In the Cisco AppDynamicsapplication model, it will usually make sense to represent each virtual host configured in an Apache Web Server as its own tier. This tends to better represent the logical model of the environment and reduces the likelihood of quickly exhausting tier business transaction limits for an Apache Web Server that proxies a large application environment.
To associate different virtual hosts with different tiers, add the AppDynamicsApplicationContext directive to the virtual host configuration, supplying the application, tier and node name as arguments, as follows:
AppDynamicsApplicationContext <application> <tier> <node>
For example:
Listen 80
<VirtualHost *:80>
DocumentRoot "/www/example1"
ServerName site1.example.com
...
AppDynamicsApplicationContext MyApp site1.example.com:80 node01
</VirtualHost>
<VirtualHost *:80>
DocumentRoot "/www/example2"
ServerName site2.example.org
...
AppDynamicsApplicationContext MyApp site2.example.org:80 node01
</VirtualHost>
In the example above, the tier name is a combination of the virtual machine ServerName and port number. You are not required to include the ServerName and port number in the tier name, but they can be useful for identifying which virtual machines are creating business transactions. We recommend using a tier name that best represents the purpose of the virtual machine.

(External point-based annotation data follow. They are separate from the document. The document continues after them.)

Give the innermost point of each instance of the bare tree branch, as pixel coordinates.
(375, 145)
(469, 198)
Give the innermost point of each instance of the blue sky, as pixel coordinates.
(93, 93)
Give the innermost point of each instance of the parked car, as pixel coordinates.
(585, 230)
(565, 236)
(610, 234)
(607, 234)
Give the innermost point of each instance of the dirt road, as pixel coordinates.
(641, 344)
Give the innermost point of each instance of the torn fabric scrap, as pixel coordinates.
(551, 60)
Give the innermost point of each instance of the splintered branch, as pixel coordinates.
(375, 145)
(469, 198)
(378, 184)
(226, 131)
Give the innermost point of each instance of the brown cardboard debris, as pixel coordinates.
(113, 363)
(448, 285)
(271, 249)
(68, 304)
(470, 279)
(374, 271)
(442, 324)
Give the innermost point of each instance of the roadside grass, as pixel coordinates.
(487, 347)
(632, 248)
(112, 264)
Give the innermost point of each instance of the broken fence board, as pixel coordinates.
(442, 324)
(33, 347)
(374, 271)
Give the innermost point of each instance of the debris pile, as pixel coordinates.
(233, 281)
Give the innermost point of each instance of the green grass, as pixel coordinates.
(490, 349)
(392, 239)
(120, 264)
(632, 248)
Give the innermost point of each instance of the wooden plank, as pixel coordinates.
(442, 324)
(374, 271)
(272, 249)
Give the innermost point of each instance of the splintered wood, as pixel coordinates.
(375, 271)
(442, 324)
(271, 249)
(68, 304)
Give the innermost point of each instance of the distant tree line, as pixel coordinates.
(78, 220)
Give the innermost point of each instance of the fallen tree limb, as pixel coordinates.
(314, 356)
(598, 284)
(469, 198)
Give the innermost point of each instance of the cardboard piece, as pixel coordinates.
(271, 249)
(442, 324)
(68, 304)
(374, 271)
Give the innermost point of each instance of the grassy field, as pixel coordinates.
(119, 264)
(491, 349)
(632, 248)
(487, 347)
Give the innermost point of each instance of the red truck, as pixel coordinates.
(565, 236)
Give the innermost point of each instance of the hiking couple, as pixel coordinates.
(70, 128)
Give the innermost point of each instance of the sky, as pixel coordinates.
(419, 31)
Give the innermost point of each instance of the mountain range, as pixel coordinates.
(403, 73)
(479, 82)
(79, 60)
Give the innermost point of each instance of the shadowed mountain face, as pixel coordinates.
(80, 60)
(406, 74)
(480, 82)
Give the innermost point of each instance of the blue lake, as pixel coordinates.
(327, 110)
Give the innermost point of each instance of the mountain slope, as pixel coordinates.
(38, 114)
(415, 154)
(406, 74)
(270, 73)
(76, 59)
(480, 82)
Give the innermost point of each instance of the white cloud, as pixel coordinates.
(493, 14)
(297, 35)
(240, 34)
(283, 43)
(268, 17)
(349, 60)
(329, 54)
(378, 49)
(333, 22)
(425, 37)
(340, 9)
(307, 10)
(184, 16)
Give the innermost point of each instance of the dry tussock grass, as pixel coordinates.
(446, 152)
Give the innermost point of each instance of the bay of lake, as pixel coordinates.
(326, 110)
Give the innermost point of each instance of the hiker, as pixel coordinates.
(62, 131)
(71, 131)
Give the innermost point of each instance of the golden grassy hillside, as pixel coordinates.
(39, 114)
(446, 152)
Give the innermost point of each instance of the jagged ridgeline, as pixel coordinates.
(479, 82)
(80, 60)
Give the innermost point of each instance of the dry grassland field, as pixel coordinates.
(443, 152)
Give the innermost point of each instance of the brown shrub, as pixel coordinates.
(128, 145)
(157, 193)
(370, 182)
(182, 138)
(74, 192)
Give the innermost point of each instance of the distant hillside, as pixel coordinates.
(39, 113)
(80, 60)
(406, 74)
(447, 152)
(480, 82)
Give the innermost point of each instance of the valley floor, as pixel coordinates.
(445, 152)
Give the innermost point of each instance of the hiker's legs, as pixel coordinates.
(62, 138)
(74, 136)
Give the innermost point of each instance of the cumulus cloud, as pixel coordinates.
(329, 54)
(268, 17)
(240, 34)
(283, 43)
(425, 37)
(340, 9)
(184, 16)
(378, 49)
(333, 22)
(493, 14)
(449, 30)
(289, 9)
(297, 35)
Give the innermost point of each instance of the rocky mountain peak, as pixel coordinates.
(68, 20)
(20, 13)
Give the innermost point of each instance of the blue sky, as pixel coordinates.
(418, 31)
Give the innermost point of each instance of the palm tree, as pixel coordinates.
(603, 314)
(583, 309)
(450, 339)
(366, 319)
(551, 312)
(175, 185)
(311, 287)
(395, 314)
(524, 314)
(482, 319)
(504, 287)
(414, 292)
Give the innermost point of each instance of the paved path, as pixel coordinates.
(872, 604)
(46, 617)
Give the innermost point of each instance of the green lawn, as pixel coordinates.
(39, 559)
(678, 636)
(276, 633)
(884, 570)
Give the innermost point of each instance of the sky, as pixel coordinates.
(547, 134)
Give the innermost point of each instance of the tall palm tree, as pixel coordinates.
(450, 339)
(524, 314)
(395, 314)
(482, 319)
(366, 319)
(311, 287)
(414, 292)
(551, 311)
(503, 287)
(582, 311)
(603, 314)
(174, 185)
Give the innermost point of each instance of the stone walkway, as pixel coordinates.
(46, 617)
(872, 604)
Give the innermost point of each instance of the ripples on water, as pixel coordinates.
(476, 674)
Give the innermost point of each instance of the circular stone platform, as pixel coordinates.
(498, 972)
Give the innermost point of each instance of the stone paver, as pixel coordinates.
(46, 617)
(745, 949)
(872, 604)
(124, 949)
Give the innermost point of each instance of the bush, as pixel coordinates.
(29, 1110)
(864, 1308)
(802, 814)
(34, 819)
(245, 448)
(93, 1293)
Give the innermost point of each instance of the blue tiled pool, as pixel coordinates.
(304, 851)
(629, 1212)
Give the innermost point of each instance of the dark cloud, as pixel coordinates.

The Apache Web Server Agent associates incoming requests to the Cisco AppDynamicscontext based upon the virtual host server and port in the request.
Note that instead of using virtual hosts to multi-host from Apache, an administrator
may run multiple instances of the Apache Web Server with a distinct
httpd.conf
file (on Ubuntu and Debian, this file is called
apache2.conf
) for each instance. In this case, you would
instrument the Apache Web Server by creating an agent configuration file for each
instance, and include each configuration file in the httpd.conf
file of the corresponding instance. See Configure the Apache Agent.